FaktaYogyakarta.id , YOGYAKARTA– Kabar menggembirakan datang dari klub kebanggaan masyarakat Yogyakarta, PSIM Jogja, yang akhirnya resmi akan bermarkas di Stadion Sultan Agung (SSA) Bantul untuk menghadapi kompetisi Super League 2025/2026. Keputusan ini diambil setelah Pemerintah Kabupaten Bantul memberikan izin penggunaan stadion menyusul belum siapnya Stadion Mandala Krida.
Ketua Panitia Pelaksana (Panpel) PSIM Jogja, Wendy Umar Senoaji, menyampaikan bahwa proses negosiasi berjalan lancar berkat dukungan penuh dari Walikota Jogja, Hasto Wardoyo, dan Wakil Walikota, Wawan Harmawan. “Pak Hasto bertemu langsung dengan Pak Bupati Bantul, Abdul Halim Muslih, dan mendapat sambutan positif. Kami sangat berterima kasih atas dukungan luar biasa dari Pak Walikota dan Pak Wakil,” kata Wendy pada Selasa (5/8/2025).
Sebelumnya, PSIM Jogja juga sempat mengajukan penggunaan Stadion Maguwoharjo Sleman, namun hingga saat ini belum mendapatkan izin resmi. Akhirnya, Stadion Sultan Agung menjadi pilihan kandang PSIM Jogja, mengingat Stadion Mandala Krida belum dilengkapi dengan lampu stadion yang sesuai standar liga.
Tak hanya soal stadion, Pemkot Jogja juga turut membantu PSIM menghadapi persoalan naiknya harga sewa Wisma PSIM. “Pak Walikota dan Wakilnya membantu penuh agar PSIM tetap bisa beraktivitas di wisma yang lama,” tambah Wendy.

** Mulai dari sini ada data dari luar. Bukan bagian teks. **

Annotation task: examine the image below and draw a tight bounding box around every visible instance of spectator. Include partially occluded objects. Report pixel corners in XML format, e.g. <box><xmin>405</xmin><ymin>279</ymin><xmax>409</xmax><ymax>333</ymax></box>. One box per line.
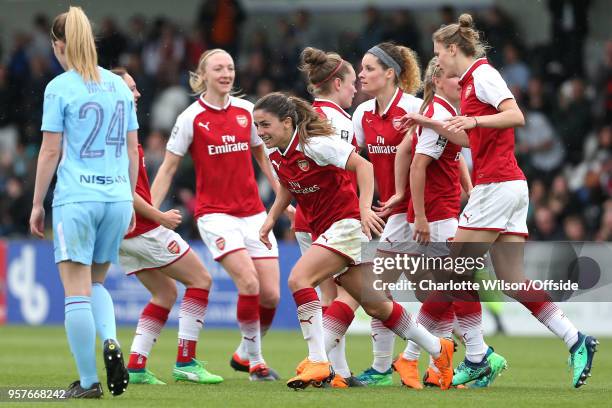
<box><xmin>359</xmin><ymin>6</ymin><xmax>385</xmax><ymax>55</ymax></box>
<box><xmin>594</xmin><ymin>40</ymin><xmax>612</xmax><ymax>123</ymax></box>
<box><xmin>557</xmin><ymin>78</ymin><xmax>593</xmax><ymax>165</ymax></box>
<box><xmin>196</xmin><ymin>0</ymin><xmax>246</xmax><ymax>55</ymax></box>
<box><xmin>97</xmin><ymin>17</ymin><xmax>127</xmax><ymax>67</ymax></box>
<box><xmin>383</xmin><ymin>10</ymin><xmax>420</xmax><ymax>57</ymax></box>
<box><xmin>501</xmin><ymin>43</ymin><xmax>530</xmax><ymax>92</ymax></box>
<box><xmin>563</xmin><ymin>214</ymin><xmax>587</xmax><ymax>241</ymax></box>
<box><xmin>516</xmin><ymin>111</ymin><xmax>565</xmax><ymax>183</ymax></box>
<box><xmin>529</xmin><ymin>207</ymin><xmax>563</xmax><ymax>241</ymax></box>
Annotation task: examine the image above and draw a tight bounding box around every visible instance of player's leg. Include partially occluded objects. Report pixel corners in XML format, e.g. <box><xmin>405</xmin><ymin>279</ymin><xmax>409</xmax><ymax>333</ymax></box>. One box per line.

Sebagai informasi, PSIM dijadwalkan menjalani laga kandang perdana di SSA melawan Arema FC pada Sabtu, 16 Agustus 2025, di pekan kedua Super League. Sementara itu, laga pembuka akan dimainkan tandang ke markas Persebaya Surabaya di Stadion Gelora Bung Tomo pada Jumat, 8 Agustus 2025.
Bupati Bantul, Abdul Halim Muslih, memastikan bahwa SSA akan dibuka dengan kapasitas awal 10.000 penonton di tribun terbuka dan 1.000 penonton di tribun VIP. Ia menekankan pentingnya menjaga keamanan dan kondusivitas selama pertandingan. “Secara konstruksi lapangan bagus, tapi sisi keamanan tetap prioritas. Suporter harus menjaga kondusivitas agar tidak terjadi keributan di Bantul,” tegas Halim.
Saat ini, asesmen penggunaan stadion masih berlangsung, termasuk proses perbaikan dan pengajuan anggaran. Hasil asesmen ini akan menjadi penentu kapasitas penonton yang diizinkan dalam pertandingan-pertandingan selanjutnya.